À l'Université de Liège, c'est cependant une autre voie qu'a empruntée Christina Schmidt. En effet, les travaux qui lui ont permis de figurer comme premier auteur de l'article intitulé Homeostatic Sleep Pressure and Responses to Sustained Attention in the Suprachiasmatic Area(1), publié le 24 avril 2009 dans la revue Science, mettaient en scène des sujets plus «marginaux», à savoir des «extrêmes du matin» et des «extrêmes du soir». Il s'agissait en outre d'individus jeunes (18 à 30 ans). Pourquoi? Parce que, au-delà de 30 ans, les paramètres de sommeil tendent à changer – avec l'âge se manifeste une propension toujours plus affirmée à «devenir du matin». Deux groupes de 16 volontaires furent constitués, l'un composé d'«extrêmes du soir», l'autre d'«extrêmes du matin». « a sélection s'est opérée à partir d'un questionnaire auquel 6 000 personnes ont répondu, rapporte Christina Schmidt. Différentes variables furent prises en considération, car il faut se méfier des faux-semblants. Ainsi, certaines personnes se lèvent tôt parce qu'elles y sont contraintes par leur horaire de travail. Les individus qui nous intéressaient pour le groupe des «extrêmes du matin» n'étaient pas ceux-là, mais ceux qui se lèvent tôt de façon spontanée, sans réveil, y compris le week-end. De même, les «extrêmes du soir» sont par exemple des personnes qui, dès qu'elles en ont l'occasion, regardent la télévision jusqu'à trois ou quatre heures du matin et ne quittent leur lit que vers 11 heures ou midi.»
Une autre particularité des travaux relatés dans la revue Science du 24 avril est qu'ils font appel à l'imagerie par résonance magnétique fonctionnelle (IRMf), alors que l'ensemble des études menées précédemment sur les relations entre les rythmes biologiques et la cognition étaient de nature comportementale et electrophysiologique.
L'influence du chronotype
Au cœur d'une collaboration entre l'Université de Liège (Centre de Recherches du Cyclotron, Département des Sciences Cognitives) et l'Université de Bâle (Centre de Chronobiologie), le programme géré par Christina Schmidt sous la supervision du professeur Philippe Peigneux (ULB) et de Fabienne Collette (ULg), avec le concours de Pierre Maquet (ULg) et de Christian Cajochen, a donc livré ses premiers résultats.

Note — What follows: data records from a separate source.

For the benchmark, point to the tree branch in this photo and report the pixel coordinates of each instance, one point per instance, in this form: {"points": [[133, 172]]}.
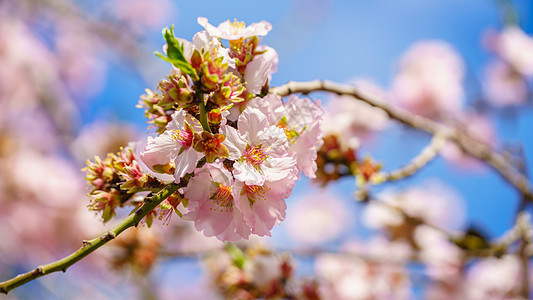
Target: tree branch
{"points": [[468, 144], [89, 246], [421, 160]]}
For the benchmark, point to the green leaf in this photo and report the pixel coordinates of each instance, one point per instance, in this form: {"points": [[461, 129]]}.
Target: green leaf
{"points": [[175, 53]]}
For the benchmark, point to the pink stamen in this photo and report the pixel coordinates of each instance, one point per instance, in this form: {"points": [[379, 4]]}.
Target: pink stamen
{"points": [[223, 198]]}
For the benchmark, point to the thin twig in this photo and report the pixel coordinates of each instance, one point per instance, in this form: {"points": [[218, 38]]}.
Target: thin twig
{"points": [[468, 144], [421, 160], [89, 246]]}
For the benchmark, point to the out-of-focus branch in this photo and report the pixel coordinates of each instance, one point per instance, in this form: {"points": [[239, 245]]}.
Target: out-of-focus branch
{"points": [[525, 241], [89, 246], [421, 160], [468, 144]]}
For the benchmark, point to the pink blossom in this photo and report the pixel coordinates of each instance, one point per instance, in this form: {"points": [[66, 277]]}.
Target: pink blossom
{"points": [[516, 48], [175, 144], [317, 218], [345, 276], [259, 149], [212, 204], [301, 120], [443, 258], [235, 30], [432, 202], [503, 86], [263, 206], [140, 14], [83, 71], [494, 278], [429, 80]]}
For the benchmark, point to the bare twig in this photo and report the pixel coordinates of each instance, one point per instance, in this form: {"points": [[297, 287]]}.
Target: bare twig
{"points": [[468, 144], [421, 160], [89, 246]]}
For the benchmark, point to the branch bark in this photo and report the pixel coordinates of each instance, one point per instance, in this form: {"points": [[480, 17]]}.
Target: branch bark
{"points": [[468, 144], [89, 246]]}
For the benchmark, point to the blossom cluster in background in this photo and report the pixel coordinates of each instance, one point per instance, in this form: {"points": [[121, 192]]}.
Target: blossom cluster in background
{"points": [[237, 151]]}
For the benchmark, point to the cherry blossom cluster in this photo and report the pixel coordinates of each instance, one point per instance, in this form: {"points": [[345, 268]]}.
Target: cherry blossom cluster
{"points": [[256, 272], [236, 149]]}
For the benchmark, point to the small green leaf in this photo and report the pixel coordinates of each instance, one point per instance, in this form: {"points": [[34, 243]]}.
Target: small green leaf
{"points": [[175, 53]]}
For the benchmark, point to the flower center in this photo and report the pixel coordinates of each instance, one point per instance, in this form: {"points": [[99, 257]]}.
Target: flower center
{"points": [[255, 192], [183, 137], [223, 198], [255, 156]]}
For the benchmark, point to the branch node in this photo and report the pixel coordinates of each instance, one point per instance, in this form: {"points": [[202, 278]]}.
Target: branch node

Ils ont trait à une tâche d'attention visuelle mettant en jeu le temps de réaction du sujet. En quoi consistait-elle ? Les volontaires devaient fixer une croix sur un écran d'ordinateur. De temps à autre, et de façon aléatoire, celle-ci disparaissait et laissait la place à un compte à rebours digital. Il s'agissait alors d'appuyer le plus vite possible sur un bouton afin de le stopper. Parallèlement, l'activité cérébrale des sujets était enregistrée par IRMf. Le test, qui avait lieu à deux reprises au cours de la journée, durait 10 minutes et comportait 90 événements (apparitions du compte à rebours). Il ne se déroulait évidemment pas n'importe quand. Non, les épreuves étaient administrées à chaque volontaire une heure et demie et dix heures et demie après le moment de la journée où il se réveille habituellement.
Ce procédé original offre deux avantages essentiels. D'une part, il permet d'égaliser entre sujets le nombre d'heures passées à l'éveil et l'inertie de sommeil qui suit le réveil, deux variables qui peuvent influencer les résultats. D'autre part, il tient compte du fait que les sujets du soir et du matin pourraient se différencier par leur état de vigilance à des moments spécifiques de la journée. «En ne contrôlant pas cet aspect, l'hypothèse que la variabilité chronotypique des performances à la tâche prescrite ne serait que secondaire à une variation du niveau de vigilance ne pourrait être exclue», explique Christina Schmidt.